No que se refere à questão da acentuação, a queda dos acentos nas palavras graves corresponde à necessidade de uniformização da regra da acentuação gráfica em Português. Ou seja, segundo esta regra, as palavras graves não recebem acento gráfico porque seguem a regra: são acentuadas na penúltima sílaba, a contar do fim. Por exemplo, a palavra a-ma-re-lo tem o seu acento fonético no –e– (vogal tónica) e não precisa de acento gráfico porque –re– é a penúltima sílaba, logo é uma palavra grave. Ora, com o novo Acordo Ortográfico, a queda dos acentos em polo por pólo, pelo por pêlo, pera por pêra e para por pára acontece por uniformização da regra do acento em Português. Porém, é aqui que reside uma das maiores oposições e resistências ao Acordo Ortográfico, visto que pelo (nome) passa a escrever-se como pelo (preposição) e para (forma do verbo parar) passa a escrever-se como para (preposição).

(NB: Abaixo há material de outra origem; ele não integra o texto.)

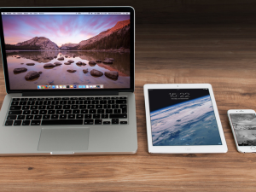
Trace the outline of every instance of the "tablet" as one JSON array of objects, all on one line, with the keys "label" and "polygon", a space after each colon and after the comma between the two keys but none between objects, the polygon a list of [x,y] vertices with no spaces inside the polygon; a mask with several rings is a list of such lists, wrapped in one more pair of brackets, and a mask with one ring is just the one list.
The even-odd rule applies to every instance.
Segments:
[{"label": "tablet", "polygon": [[226,153],[209,84],[144,85],[149,153]]}]

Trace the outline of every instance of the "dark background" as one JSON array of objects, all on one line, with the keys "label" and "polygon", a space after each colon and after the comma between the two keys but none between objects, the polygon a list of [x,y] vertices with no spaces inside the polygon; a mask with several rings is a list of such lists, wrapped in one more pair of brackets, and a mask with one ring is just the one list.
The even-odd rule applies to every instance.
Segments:
[{"label": "dark background", "polygon": [[0,0],[0,6],[132,6],[137,25],[256,23],[252,0]]},{"label": "dark background", "polygon": [[[169,93],[189,93],[188,100],[173,100]],[[201,96],[209,96],[209,90],[204,89],[172,89],[172,90],[148,90],[150,112],[159,110],[180,102],[184,102]],[[177,96],[177,98],[179,98]]]}]

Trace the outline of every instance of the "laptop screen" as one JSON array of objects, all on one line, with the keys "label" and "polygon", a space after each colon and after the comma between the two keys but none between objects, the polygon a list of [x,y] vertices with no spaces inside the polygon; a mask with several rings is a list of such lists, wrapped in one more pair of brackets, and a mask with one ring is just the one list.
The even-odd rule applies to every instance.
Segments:
[{"label": "laptop screen", "polygon": [[130,12],[3,12],[10,90],[129,89]]}]

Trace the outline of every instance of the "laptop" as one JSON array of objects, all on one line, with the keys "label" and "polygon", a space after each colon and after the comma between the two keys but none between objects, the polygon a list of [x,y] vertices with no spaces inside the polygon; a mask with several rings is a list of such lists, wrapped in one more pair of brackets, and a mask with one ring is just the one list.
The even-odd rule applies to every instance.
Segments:
[{"label": "laptop", "polygon": [[0,155],[135,154],[133,8],[0,11]]}]

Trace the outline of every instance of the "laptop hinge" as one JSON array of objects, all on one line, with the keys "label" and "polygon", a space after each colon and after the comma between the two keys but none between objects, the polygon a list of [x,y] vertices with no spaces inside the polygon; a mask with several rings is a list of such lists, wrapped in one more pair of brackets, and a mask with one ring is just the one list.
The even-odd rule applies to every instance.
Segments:
[{"label": "laptop hinge", "polygon": [[22,96],[118,96],[118,91],[79,91],[79,92],[23,92]]}]

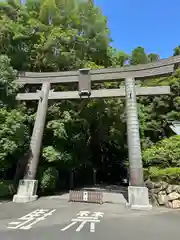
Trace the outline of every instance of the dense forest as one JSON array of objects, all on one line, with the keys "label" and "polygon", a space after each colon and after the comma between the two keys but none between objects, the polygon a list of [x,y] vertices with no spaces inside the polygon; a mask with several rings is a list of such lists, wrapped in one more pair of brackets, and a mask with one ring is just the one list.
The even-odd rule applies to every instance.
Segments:
[{"label": "dense forest", "polygon": [[[0,2],[0,195],[7,194],[9,182],[16,186],[23,177],[37,109],[37,102],[15,101],[21,90],[14,83],[17,71],[119,67],[160,58],[141,46],[128,55],[111,42],[107,19],[91,0]],[[180,46],[174,47],[172,55],[179,55]],[[180,138],[173,136],[167,120],[180,120],[180,71],[138,84],[171,86],[170,96],[138,98],[138,110],[146,175],[174,177],[179,173]],[[97,183],[121,184],[127,168],[123,99],[49,101],[37,173],[40,192],[72,187],[72,175],[74,187],[91,184],[95,170]]]}]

Neste último caso, o acento da palavra cai, mas a diferença fonética entre a vogal aberta (á), na forma verbal, e a semifechada (a), na preposição, continua a existir, diferenciando as palavras na oralidade. Na escrita, distinguem-se pelo contexto, tal como acontece com as palavras homógrafas, mas não homófonas, molho/molho e forma/forma, que já não têm o acento circunflexo (por serem palavras graves), indicativo da vogal semifechada (ô) por oposição à vogal aberta (ó).
Por falar em palavras homógrafas, mas não homófonas, temos ainda o exemplo de cor e cor, em que o acento circunflexo também já não existia para distinguir a vogal semifechada da vogal aberta. No caso destas palavras, embora tenham apenas uma sílaba, terminam por consoante, sendo formas excecionais na Língua Portuguesa, por isso, funcionam como palavras graves, ou seja, como se tivessem uma vogal final. É por isso que a palavra a-çú-car funciona como palavra esdrúxula, tendo acento, enquanto a-çu-ca-rei-ro é uma palavra grave. No caso de he-rói e he-roi-co, como podemos ver, o acento cai na palavra grave, ou seja, quando a penúltima sílaba é acentuada, mantendo-se na palavra aguda. Da mesma forma, joi-a e boi-a perdem o acento, tal como já acontecia em com-boi-o. No que se refere às formas verbais le-em, ve-em, de-em, cre-em, o acento cai porque também se trata de palavras graves, assim como vo-o que já tinha perdido o acento. Ao contrário das formas tem/têm do verbo ter e vem/vêm do verbo vir, que apresentam apenas uma sílaba, mantendo a distinção gráfica.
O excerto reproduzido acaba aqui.